Granted these are very crude calculations which leave out demand and supply factors but it is to make the point that no one can tell us with authority that prices are "too expensive". Those who hubristically do so, are ignorant of currency debauchment and the ravages let loose by the same. Try pricing corn in terms of Euros or even in terms of Chinese Yuan or Korean Won. It is not all that expensive even after moving higher in Dollar terms. If you consider that the Euro has moved from near .88 to 1.50 since 2001, an increase of 70%, so what if corn has rallied from $2.00 to $5.50! In terms of Euros it is still quite reasonably priced on a comparative basis. Their strong currency has negated a large portion of the price increase. It is hard for most US based traders who are so narrowly focused on commodities in Dollar-based prices to grasp the fact that these commodities are traded on a GLOBAL basis and that the collapsing dollar has had enormous implications when it comes to pricing.
Also don’t forget that waiting in the wings for these price setbacks are sovereign wealth funds with massive amounts of dollars to get rid of as well as even here in the States, entities such as Calpers (California Public Employees Retirement System) which was reported to have been given Board approval to invest $7.2 billion in commodities by 2010. To give you an indication of how much of an increase this is, their current allotment is reported to be $500 million. The amount of money sitting on the sidelines waiting to come into the commodity sector is simply mind-boggling!
By the way, once some of these markets got wind of that Calper story in particular, specs bid up prices which brought in the schizophrenic hedgies who are now bailing out. The SWF’s (Sovereign Wealth Funds) and the big pension funds like Calpers are not as stupid as the hedge fund managers. They wait for setbacks in price to buy and do not trip and salivate all over themselves chasing markets higher like the hedge fund geeks and their black box algorithms who are perhaps the clumsiest, most inept traders when it comes to execution that the financial world has ever witnessed.

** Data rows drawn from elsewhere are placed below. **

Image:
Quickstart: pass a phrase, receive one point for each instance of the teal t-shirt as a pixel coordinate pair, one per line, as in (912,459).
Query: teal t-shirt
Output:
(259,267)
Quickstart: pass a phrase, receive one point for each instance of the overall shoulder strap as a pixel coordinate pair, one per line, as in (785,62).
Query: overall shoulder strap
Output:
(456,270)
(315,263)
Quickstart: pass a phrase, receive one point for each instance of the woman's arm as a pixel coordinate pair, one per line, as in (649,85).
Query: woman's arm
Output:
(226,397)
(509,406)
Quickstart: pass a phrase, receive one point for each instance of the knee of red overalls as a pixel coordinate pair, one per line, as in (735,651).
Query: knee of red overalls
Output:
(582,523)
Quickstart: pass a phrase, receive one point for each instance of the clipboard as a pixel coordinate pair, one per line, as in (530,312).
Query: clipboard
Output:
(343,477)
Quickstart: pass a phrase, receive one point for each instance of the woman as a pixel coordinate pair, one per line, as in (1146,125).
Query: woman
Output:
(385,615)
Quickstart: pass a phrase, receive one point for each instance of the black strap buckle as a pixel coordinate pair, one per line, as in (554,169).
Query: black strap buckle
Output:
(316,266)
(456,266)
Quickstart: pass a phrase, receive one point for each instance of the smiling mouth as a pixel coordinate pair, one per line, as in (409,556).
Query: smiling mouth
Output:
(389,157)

I will give you an update on the Commitment of Traders reports later on this afternoon or evening as time permits. I repeat what I said yesterday and earlier this week, the spec longs had the commercial silver shorts trapped and on the run and they let them off the hook this week. In another day and time, when trading decisions were not based on black box algorithms, strong handed longs would have bled the trapped commercial shorts to death. Too bad that they let their computers do their thinking for them and are now checking their brains at the doors of the trading office upon arrival each day. Trading is a ruthless game, check that, it is outright war, and the one thing you learn in war is to never, never let your opponent regroup after you have him on the run. Ask the generals who tried doing that with Bobby Lee before Ulysses Grant came along if that was a tactic that engendered much in the way of success!